Speech Recognition Basics Background


Speech recognition is an immensely complex task, especially given the thousands of languages, many thousands of dialects and millions of accents spoken world-wide. With the relative success and popularity of voice enabled personal assistants, we might be forgiven for thinking speech recognition is a solved problem. Nothing could be further from the truth.

The Problem!

The primary function of an ASR system is to recognize words, numbers and sentences. It starts this process by attempting to recognize strings of phonemes (a small unit of sound). Unfortunately for the ASR user, all recognizers perform poorly at the phoneme recognition task. There are a number of excellent speech recognition applications that deliver more than acceptable levels of usability. The applications work around the inherent limitations of the recognition process. The voice user interface (VUI) is often designed to guide you toward a limited set of responses; the acoustic model is trained with huge quantities of transcribed audio and the language model is constantly undergoing an optimization process.

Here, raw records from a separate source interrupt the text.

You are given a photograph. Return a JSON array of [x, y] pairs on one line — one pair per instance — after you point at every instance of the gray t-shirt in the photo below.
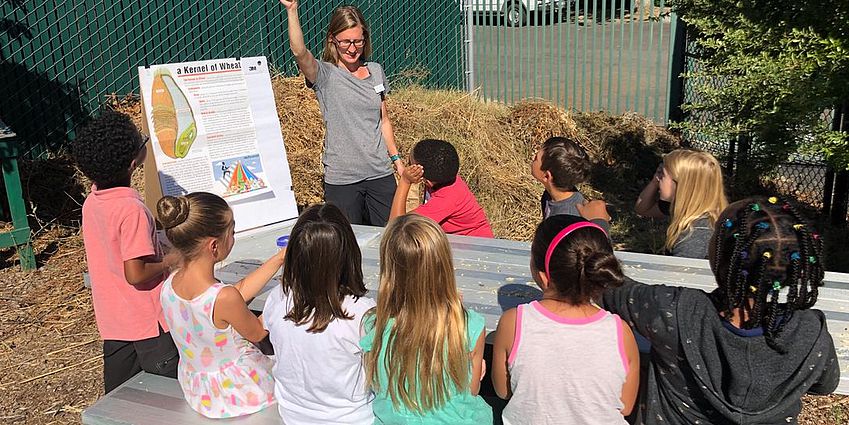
[[693, 243], [354, 149], [568, 206]]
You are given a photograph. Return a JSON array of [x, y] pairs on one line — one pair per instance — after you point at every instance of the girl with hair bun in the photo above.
[[221, 373], [748, 351], [563, 359]]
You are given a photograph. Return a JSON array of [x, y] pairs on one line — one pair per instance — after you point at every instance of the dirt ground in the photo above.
[[50, 352]]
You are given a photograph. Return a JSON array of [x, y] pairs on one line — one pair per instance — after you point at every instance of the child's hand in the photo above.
[[658, 174], [594, 210], [289, 5], [413, 174], [279, 257]]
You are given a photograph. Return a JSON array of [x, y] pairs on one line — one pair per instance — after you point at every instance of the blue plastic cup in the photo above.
[[282, 242]]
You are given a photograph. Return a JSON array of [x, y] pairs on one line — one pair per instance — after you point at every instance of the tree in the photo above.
[[770, 71]]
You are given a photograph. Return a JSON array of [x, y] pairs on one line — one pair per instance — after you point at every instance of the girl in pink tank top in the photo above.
[[562, 359]]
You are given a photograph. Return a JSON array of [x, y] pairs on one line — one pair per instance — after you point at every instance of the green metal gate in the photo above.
[[588, 55]]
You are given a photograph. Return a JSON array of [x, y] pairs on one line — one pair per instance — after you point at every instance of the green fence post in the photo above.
[[19, 236], [675, 88]]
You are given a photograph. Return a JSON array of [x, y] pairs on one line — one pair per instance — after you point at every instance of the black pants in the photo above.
[[366, 202], [123, 359]]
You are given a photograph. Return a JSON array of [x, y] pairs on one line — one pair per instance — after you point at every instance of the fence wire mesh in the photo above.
[[59, 60]]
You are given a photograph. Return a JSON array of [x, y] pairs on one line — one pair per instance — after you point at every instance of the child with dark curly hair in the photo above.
[[123, 253], [562, 359], [448, 200], [749, 350]]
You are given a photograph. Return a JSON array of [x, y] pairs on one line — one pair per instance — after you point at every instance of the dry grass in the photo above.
[[49, 346]]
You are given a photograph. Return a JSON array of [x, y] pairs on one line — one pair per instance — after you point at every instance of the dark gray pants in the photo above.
[[366, 202], [123, 359]]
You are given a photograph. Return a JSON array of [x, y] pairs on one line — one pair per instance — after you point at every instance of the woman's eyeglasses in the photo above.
[[346, 44]]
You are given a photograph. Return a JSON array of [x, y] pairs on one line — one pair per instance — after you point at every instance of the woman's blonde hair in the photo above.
[[427, 342], [344, 18], [699, 191]]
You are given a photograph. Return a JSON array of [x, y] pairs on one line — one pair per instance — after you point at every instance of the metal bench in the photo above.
[[156, 400], [493, 275]]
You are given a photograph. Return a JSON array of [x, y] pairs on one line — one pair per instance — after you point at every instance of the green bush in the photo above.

By undertaking these actions, the ASR, even with its poor phoneme recognition, can take an educated guess at what was said. As long as the user plays by the imposed rules, the system will often work well. Unfortunately humans tend to dislike being told what to do and we do not always play by the rules, especially if the rules do not make sense.

Improving Accuracy

For many years, the common approach to speech recognition accuracy improvements has been through acoustic model training. The theory is quite simple, i.e., if we train our system with samples of voices from as many people as possible then the accuracy will improve. A simple theory that requires significant data processing and an approach that will only result in incremental improvements.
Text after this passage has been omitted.